Papers
Topics
Authors
Recent
Gemini 2.5 Flash
Gemini 2.5 Flash
72 tokens/sec
GPT-4o
61 tokens/sec
Gemini 2.5 Pro Pro
44 tokens/sec
o3 Pro
8 tokens/sec
GPT-4.1 Pro
50 tokens/sec
DeepSeek R1 via Azure Pro
28 tokens/sec
2000 character limit reached

$\infty$Bench: Extending Long Context Evaluation Beyond 100K Tokens (2402.13718v3)

Published 21 Feb 2024 in cs.CL
$\infty$Bench: Extending Long Context Evaluation Beyond 100K Tokens

Abstract: Processing and reasoning over long contexts is crucial for many practical applications of LLMs, such as document comprehension and agent construction. Despite recent strides in making LLMs process contexts with more than 100K tokens, there is currently a lack of a standardized benchmark to evaluate this long-context capability. Existing public benchmarks typically focus on contexts around 10K tokens, limiting the assessment and comparison of LLMs in processing longer contexts. In this paper, we propose $\infty$Bench, the first LLM benchmark featuring an average data length surpassing 100K tokens. $\infty$Bench comprises synthetic and realistic tasks spanning diverse domains, presented in both English and Chinese. The tasks in $\infty$Bench are designed to require well understanding of long dependencies in contexts, and make simply retrieving a limited number of passages from contexts not sufficient for these tasks. In our experiments, based on $\infty$Bench, we evaluate the state-of-the-art proprietary and open-source LLMs tailored for processing long contexts. The results indicate that existing long context LLMs still require significant advancements to effectively process 100K+ context. We further present three intriguing analyses regarding the behavior of LLMs processing long context.

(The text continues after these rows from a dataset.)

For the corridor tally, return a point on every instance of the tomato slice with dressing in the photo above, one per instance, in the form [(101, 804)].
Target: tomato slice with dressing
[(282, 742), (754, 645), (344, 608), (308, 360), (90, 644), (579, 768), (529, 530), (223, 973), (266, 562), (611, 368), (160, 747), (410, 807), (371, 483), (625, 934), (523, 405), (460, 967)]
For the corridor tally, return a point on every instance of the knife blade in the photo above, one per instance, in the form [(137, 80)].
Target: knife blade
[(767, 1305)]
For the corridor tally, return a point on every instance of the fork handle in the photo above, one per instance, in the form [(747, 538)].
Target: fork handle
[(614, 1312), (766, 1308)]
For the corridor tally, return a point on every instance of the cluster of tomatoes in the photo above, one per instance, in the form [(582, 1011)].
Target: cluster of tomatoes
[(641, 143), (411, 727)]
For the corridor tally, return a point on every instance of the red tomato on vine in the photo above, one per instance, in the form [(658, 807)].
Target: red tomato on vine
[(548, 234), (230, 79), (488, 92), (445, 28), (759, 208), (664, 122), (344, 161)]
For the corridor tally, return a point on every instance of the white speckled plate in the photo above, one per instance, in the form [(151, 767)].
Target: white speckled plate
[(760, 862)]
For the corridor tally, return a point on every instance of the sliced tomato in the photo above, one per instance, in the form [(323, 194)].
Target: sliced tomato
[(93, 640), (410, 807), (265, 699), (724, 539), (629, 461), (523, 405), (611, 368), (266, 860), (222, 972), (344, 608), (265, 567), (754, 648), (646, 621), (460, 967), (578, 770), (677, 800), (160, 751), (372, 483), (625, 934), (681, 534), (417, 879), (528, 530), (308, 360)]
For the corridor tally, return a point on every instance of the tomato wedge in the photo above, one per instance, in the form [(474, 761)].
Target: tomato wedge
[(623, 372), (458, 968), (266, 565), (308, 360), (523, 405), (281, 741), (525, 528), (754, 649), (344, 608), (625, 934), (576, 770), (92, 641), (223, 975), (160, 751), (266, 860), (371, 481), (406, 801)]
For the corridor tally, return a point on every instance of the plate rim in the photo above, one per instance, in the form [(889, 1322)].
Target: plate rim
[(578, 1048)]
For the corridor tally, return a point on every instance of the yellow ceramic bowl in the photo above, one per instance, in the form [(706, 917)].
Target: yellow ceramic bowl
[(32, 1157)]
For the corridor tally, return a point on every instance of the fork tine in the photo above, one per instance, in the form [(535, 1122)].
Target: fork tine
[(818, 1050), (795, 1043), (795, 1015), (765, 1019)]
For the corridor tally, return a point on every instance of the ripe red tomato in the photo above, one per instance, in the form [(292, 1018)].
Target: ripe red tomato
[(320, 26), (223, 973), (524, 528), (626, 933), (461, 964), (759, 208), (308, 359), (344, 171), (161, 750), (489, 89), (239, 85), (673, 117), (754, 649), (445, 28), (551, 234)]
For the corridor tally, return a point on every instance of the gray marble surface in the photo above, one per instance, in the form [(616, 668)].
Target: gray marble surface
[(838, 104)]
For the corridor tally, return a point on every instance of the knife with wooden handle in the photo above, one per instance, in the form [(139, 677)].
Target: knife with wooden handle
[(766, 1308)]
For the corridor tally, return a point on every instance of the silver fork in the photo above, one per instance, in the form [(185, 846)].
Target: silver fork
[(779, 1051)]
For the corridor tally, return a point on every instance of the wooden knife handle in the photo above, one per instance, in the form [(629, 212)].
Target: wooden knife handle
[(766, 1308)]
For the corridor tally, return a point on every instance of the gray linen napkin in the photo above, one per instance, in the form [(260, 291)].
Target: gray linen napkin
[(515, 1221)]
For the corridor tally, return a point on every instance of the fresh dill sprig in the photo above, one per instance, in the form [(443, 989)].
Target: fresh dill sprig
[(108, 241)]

Introducing ∞Bench: A New Benchmark for Evaluating Long-Context Processing in LLMs

Overview

The rapid advancements in LLMs have significantly enhanced their performance across various NLP tasks. Yet, the challenge of effectively processing and reasoning over long contexts exceeding 100K tokens persists, underscoring the necessity for comprehensive benchmarks tailored to evaluate such capabilities. This paper presents ∞Bench, the pioneering benchmark that surpasses the conventional context length, featuring a diverse set of tasks across multiple domains and languages, aimed at pushing the boundaries of LLMs in handling long-context information.

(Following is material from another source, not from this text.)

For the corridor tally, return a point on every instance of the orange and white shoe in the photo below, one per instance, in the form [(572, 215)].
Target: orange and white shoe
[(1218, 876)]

Existing Benchmarks and Their Limitations

Prior benchmarks have predominantly focused on contexts approximately around 10K tokens, limiting the evaluation of LLMs' ability to process and understand significantly longer texts. Comparatively, ∞Bench stands out not only for its unprecedented average data length but also for its inclusion of tasks in both English and Chinese, spanning domains such as novels, code, mathematics, and dialogue, among others.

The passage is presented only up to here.